31. O peticionário solicita que a Comissão declare que o Estado do Brasil violou os artigos 4
(direito à vida), 8 (direito a garantias judiciais) e 25 (direito à proteção judicial) conjugado
com o artigo 1.1 (obrigação de respeitar direitos) da Convenção e recomenda ao Estado que 1)
reabra a investigação sobre a morte de Gilson Nogueira mediante sindicâncias minuciosas e
rigorosas do envolvimento da polícia, em especial de Jorge Luiz Fernandes; 2) processe, nos
limites máximos permitidos pela lei, os que forem direta e indiretamente responsáveis por essa
morte; 3) proporcione proteção às pessoas que se disponham a testemunhar contra agentes
da polícia e do Estado; e 4) pague indenização à família de Gilson Nogueira.

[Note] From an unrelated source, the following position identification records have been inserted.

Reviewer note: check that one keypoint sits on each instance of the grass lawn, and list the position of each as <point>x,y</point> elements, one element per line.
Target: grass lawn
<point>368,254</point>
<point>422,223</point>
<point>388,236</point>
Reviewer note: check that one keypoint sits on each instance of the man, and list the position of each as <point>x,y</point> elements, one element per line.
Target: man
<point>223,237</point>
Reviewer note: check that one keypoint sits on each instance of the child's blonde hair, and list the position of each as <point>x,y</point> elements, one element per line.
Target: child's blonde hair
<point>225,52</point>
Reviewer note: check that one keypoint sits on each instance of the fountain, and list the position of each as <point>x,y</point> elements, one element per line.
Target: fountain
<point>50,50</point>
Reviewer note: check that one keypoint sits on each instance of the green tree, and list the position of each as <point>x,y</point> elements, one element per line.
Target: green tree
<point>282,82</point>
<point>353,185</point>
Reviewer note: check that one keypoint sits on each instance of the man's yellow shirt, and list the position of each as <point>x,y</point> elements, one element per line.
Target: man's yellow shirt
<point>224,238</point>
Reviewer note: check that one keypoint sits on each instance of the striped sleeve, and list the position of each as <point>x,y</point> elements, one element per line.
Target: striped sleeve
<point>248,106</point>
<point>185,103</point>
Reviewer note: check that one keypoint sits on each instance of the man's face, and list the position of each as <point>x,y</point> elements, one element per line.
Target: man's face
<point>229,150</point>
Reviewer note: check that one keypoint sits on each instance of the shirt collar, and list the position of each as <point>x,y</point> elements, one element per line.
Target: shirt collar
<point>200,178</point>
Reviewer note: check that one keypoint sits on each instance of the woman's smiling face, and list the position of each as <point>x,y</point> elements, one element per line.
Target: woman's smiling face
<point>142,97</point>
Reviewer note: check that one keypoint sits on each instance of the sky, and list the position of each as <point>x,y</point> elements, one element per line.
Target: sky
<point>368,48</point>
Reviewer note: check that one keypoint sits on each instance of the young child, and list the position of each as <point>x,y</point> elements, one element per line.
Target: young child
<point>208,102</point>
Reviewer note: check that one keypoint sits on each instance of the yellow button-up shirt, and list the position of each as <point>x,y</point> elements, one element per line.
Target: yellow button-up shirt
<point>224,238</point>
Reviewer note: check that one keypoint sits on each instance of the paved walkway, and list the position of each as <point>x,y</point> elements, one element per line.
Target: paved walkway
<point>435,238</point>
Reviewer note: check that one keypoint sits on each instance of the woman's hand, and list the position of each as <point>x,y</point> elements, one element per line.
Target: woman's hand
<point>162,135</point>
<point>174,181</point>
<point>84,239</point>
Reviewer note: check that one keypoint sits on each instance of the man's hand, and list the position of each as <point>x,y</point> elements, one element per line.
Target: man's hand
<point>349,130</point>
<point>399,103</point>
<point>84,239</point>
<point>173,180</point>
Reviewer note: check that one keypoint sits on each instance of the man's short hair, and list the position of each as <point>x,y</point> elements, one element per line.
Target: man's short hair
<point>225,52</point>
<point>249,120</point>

32. No que respeita ao Subsecretário de Segurança Pública, Pinto, os peticionários solicitam
que a Comissão recomende a ação do Estado no sentido de 1) investigar seus antecedentes e
revelar o seu envolvimento em atividades criminosas, bem como processá-lo de conformidade
com a legislação brasileira; 2) destituí-lo do cargo de titular da Delegacia de Capturas, e 3)
suspendê-lo das funções de policial.
33. Os peticionários também solicitam à Comissão que recomende ao Estado que 1) monitore
a independência e a integridade do Poder Judiciário; 2) apóie os esforços realizados pela
Procuradoria-Geral do Estado no sentido de pronunciar criminalmente e processar membros da
polícia local; 3) suspenda imediatamente de suas funções os policiais estaduais envolvidos em
ações criminosas e reverta as ordens judiciais que permitem a Jorge Luiz Fernandes deixar
regularmente o local de sua detenção; e 4) esclareça e fortaleça o poder do Governo Federal
nas controvérsias com autoridades estaduais.
34. Em 5 de agosto de 2000, os peticionários atualizaram a informação sobre a investigação e
o processo criminal. Segundo essas informações, em 1998 um dos atuais peticionários, James
Cavallaro, na época diretor do escritório do Human Rights Watch (HRW) no Brasil e produtores
de documentários filmados ligados à British Broadcasting Corporation(BBC) tiveram a
oportunidade de encontrar-se com um ex-policial do Rio Grande do Norte. Este ex-policial
(cujo nome é reservado por motivo de segurança e que é chamado de “Luis”) proporcionoulhes informação sobre policiais e funcionários civis da Secretaria de Segurança Pública, que
teriam participado em ações atribuídas aos “Meninos de Ouro”, com os quais teria trabalhado
vários anos como agente policial.
35. Essas informações indicaram também que Luis lhes havia revelado a existência de um
local, distante de 10 a 15 quilômetros de Natal, onde os corpos das vítimas dos esquadrões de
extermínio “Mão Branca” e “Meninos de Ouro” eram enterrados. Luis também proporcionou
detalhes sobre a conspiração para matar o advogado Gilson Nogueira e sobre seu assassinato.
De acordo com Luis, quatro integrantes do esquadrão da morte (dois de cada subdivisão do
“Meninos de Ouro”) participaram no assassinato sob a direção do Subsecretário de Segurança
Pública, Maurílio Pinto de Medeiros. Os quatro participantes, segundo Luis, seriam Maurílio
Pinto Jr., Otávio Ernesto, Jorge Luis Fernandes (conhecido como o Abafador) e o policial
Admilson Fernandez.
36. O então Diretor do HRW e os jornalistas da BBC teriam se encontrado com Luis em
diversas ocasiões, obtendo em cada caso maiores informações sobre o padrão das mortes e a
localização do cemitério clandestino. Luis informou também o nome das vítimas. Os
profissionais da BBC e do HRW verificaram esses nomes nos arquivos dos jornais locais e
encontraram vários deles como mortos ou desaparecidos. Os profissionais da BBC filmaram
uma das entrevistas em que Luis apresentou ampla informação e, em particular, os detalhes
do assassinato de Gilson Nogueira.
37. Segundo estas informações prestadas pelo peticionário, os profissionais do HRW e da BBC
também entraram em contato com o repórter investigativo Caco Barcellos, da rede Globo de
televisão, o qual por sua vez entregou essa informação às autoridades da Polícia Federal em
Brasília. Com base nos dados sobre a existência de um cemitério clandestino, combinados com
a informação sobre a morte de Gilson Nogueira, a Polícia Federal obteve um mandado de
busca para entrar na propriedade em que estaria localizado o local onde eram descartados os
corpos. O terreno pertencia ao ex-policial civil Otávio Ernesto.